Thank you for your comments on how to improve our manuscript. We took your constructive comments into consideration and made corrections and/or highlighted your suggestions in the manuscript. Below we will refer to your points step by step.

Author Response File: Author Response.pdf

Round 2

Reviewer 2 Report

Comments and Suggestions for Authors

The revisione made to the paper render the work much clearer, and the manuscript is much easier to read and understand. However, we still find it that the conclusions must be made more explicit right from the introduction. This part could further be improved, a task which nevertheless should not take extensive time and effort. 
Further comments on the organization of the paper, grammar and additional clarification pints have been added to the paper itself. 

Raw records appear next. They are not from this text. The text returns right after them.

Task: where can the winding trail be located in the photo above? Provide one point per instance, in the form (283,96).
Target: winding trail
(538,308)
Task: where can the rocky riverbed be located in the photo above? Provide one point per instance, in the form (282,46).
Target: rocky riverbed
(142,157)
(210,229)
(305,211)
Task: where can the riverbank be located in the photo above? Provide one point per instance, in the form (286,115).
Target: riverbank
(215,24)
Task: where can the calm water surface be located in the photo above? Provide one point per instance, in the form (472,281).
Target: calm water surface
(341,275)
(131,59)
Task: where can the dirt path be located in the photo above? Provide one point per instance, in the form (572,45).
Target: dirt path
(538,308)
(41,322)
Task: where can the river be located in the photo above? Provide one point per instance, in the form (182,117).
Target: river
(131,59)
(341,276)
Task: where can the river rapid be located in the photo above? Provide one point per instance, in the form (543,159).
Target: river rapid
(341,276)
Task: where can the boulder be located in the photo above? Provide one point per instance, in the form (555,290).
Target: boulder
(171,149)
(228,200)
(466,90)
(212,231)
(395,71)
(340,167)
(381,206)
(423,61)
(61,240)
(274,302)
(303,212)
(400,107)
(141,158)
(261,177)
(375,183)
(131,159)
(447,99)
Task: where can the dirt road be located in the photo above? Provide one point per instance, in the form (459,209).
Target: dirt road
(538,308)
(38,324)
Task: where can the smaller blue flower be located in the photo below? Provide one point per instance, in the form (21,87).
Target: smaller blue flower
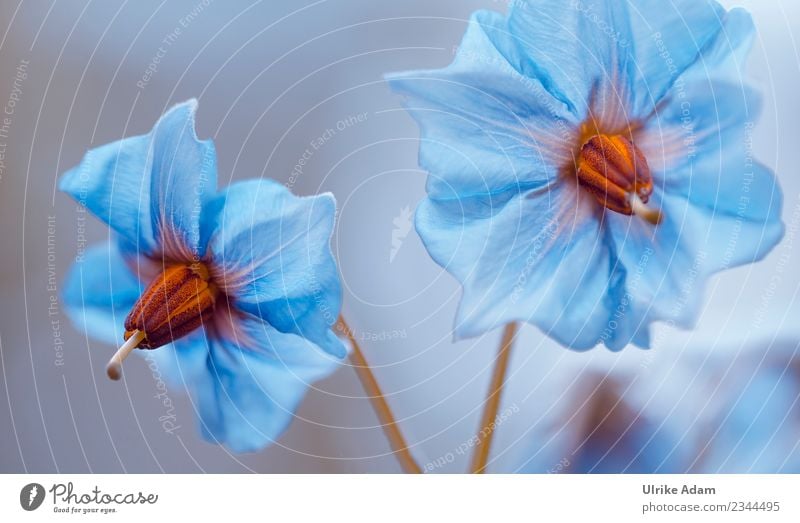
(590,165)
(239,289)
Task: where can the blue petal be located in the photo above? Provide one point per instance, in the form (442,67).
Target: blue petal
(724,56)
(248,396)
(721,208)
(669,38)
(537,257)
(99,291)
(150,189)
(485,127)
(270,253)
(582,52)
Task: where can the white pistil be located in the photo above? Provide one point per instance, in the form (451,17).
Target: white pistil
(644,212)
(114,367)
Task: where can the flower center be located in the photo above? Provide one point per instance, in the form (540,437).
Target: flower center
(177,302)
(615,171)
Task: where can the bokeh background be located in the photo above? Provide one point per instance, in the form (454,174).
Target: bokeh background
(272,77)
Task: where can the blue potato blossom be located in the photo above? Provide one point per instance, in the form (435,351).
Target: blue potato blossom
(591,165)
(239,287)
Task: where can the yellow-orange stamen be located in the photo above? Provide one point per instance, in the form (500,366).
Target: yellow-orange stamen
(177,302)
(616,173)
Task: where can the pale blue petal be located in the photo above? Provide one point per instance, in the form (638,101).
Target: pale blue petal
(724,57)
(583,52)
(721,208)
(151,189)
(669,38)
(250,391)
(537,257)
(484,126)
(270,253)
(99,291)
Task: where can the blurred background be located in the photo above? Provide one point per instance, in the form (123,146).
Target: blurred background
(272,77)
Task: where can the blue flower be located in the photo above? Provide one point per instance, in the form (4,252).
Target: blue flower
(591,165)
(239,287)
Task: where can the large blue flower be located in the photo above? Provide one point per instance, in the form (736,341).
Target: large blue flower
(591,165)
(252,265)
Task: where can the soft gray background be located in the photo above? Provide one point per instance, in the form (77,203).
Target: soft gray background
(271,77)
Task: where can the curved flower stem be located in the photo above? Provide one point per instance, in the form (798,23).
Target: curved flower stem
(484,440)
(370,384)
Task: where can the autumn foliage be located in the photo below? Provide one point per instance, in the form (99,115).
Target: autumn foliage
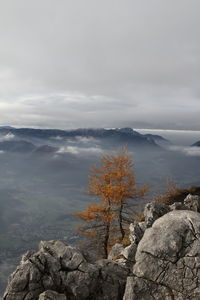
(114,185)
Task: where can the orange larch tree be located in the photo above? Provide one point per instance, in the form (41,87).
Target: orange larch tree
(115,185)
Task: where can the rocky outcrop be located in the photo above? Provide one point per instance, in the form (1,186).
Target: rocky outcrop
(51,295)
(168,259)
(63,269)
(161,262)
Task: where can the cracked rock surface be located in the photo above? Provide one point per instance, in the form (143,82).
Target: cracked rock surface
(63,269)
(168,259)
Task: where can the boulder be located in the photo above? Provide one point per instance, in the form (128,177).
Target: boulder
(192,202)
(153,211)
(168,259)
(57,267)
(115,251)
(51,295)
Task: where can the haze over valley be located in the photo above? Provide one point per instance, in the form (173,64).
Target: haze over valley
(44,177)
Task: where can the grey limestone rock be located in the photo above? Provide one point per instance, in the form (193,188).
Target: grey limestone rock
(51,295)
(192,202)
(168,259)
(60,268)
(115,251)
(153,211)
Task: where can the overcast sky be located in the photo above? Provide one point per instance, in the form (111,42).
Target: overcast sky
(100,63)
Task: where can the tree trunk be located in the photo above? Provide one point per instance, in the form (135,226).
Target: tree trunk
(120,222)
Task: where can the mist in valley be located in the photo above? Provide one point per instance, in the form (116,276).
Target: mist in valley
(42,188)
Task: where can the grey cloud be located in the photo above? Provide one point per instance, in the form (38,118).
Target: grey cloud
(102,63)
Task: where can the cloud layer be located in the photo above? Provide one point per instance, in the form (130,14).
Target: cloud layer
(106,63)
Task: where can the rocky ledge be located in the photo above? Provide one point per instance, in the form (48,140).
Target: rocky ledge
(161,262)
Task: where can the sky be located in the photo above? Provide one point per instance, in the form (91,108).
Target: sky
(109,63)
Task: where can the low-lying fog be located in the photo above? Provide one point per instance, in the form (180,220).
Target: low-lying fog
(40,190)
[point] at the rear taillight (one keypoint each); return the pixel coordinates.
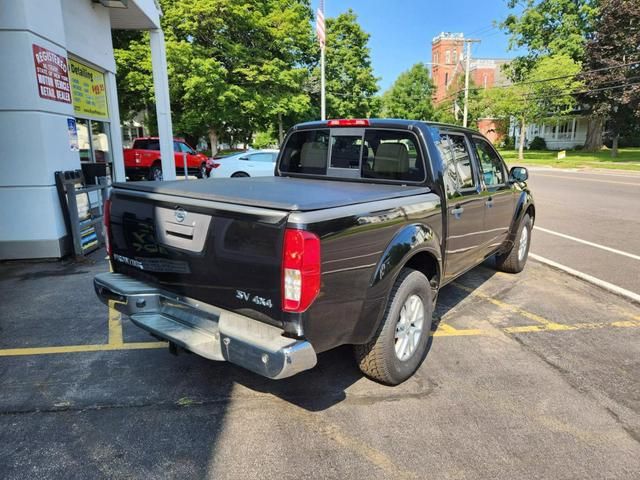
(106, 222)
(300, 270)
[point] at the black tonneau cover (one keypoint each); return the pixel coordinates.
(278, 193)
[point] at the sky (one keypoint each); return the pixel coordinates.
(401, 30)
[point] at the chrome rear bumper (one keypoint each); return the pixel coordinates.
(208, 331)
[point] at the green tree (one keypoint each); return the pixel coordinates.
(536, 97)
(235, 66)
(552, 27)
(548, 27)
(350, 83)
(614, 91)
(410, 95)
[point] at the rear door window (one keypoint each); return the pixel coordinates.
(458, 167)
(493, 169)
(392, 155)
(306, 152)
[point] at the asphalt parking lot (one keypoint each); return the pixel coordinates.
(533, 376)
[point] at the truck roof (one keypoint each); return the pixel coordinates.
(278, 193)
(383, 123)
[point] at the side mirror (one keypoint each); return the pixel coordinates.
(519, 174)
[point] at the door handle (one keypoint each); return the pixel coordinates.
(457, 211)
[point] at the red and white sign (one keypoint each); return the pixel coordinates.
(52, 75)
(320, 27)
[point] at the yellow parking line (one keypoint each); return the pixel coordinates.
(445, 330)
(549, 325)
(15, 352)
(115, 325)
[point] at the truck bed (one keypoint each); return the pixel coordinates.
(278, 193)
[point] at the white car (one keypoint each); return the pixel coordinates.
(253, 163)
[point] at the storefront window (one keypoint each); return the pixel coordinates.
(93, 141)
(100, 142)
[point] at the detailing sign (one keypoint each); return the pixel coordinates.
(88, 91)
(52, 75)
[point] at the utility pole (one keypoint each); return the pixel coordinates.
(320, 32)
(468, 42)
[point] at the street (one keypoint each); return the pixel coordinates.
(602, 209)
(526, 378)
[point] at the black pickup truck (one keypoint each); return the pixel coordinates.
(349, 243)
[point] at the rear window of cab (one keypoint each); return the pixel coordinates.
(358, 153)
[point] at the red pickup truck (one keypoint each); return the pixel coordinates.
(142, 160)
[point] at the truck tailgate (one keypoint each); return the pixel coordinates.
(222, 254)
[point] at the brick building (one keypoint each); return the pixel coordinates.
(448, 67)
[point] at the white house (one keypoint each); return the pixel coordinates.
(562, 134)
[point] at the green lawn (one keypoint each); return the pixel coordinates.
(627, 159)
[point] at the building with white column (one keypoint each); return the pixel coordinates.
(59, 108)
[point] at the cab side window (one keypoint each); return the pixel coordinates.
(458, 167)
(493, 171)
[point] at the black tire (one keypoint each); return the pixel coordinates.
(378, 359)
(155, 172)
(515, 259)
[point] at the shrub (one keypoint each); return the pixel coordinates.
(264, 140)
(508, 143)
(538, 143)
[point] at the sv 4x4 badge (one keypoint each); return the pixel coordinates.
(247, 297)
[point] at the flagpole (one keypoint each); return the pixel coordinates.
(323, 107)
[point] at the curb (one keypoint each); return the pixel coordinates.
(610, 287)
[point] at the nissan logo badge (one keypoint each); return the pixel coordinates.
(181, 214)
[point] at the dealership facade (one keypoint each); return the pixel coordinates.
(59, 109)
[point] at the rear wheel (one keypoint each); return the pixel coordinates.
(515, 259)
(155, 172)
(400, 344)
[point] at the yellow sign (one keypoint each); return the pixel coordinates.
(88, 91)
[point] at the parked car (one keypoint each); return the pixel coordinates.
(252, 163)
(142, 160)
(349, 243)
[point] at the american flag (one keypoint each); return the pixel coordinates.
(320, 26)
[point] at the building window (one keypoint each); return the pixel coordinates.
(565, 129)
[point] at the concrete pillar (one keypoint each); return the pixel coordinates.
(163, 106)
(115, 132)
(34, 139)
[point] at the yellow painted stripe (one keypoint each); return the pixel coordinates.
(549, 325)
(445, 330)
(115, 325)
(15, 352)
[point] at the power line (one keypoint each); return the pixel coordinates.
(595, 90)
(530, 82)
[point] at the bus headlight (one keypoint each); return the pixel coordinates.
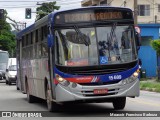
(62, 81)
(133, 77)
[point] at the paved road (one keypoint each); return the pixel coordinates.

Comments for author File: Comments.pdf

Author Response

Thank you very much for the comment and the many helpful remarks in the text. We have revised the text, incorporated your comments and your helpful suggestin,  and also made the argument of the paper clearer from the start. Following your suggestion we made the conclusion clearer at the beginning. Thus, we have revised and significantly expanded an entire paragraph in the introduction.

Thank you once again

Reviewer 3 Report

Comments and Suggestions for Authors

The issues that have been raised are now addressed

Author Response

Thank you very much for your support. Following the suggestions of the other reviewers we have slightly revised our paper and very much hope that it is now even more accessible.

Thank you again for your support.

Reviewer 4 Report

Comments and Suggestions for Authors

I'm happy for this paper to be accepted.

Author Response

Thank you for your support. Following the other reviews we further revised the paper and we think that is now in a very good shape.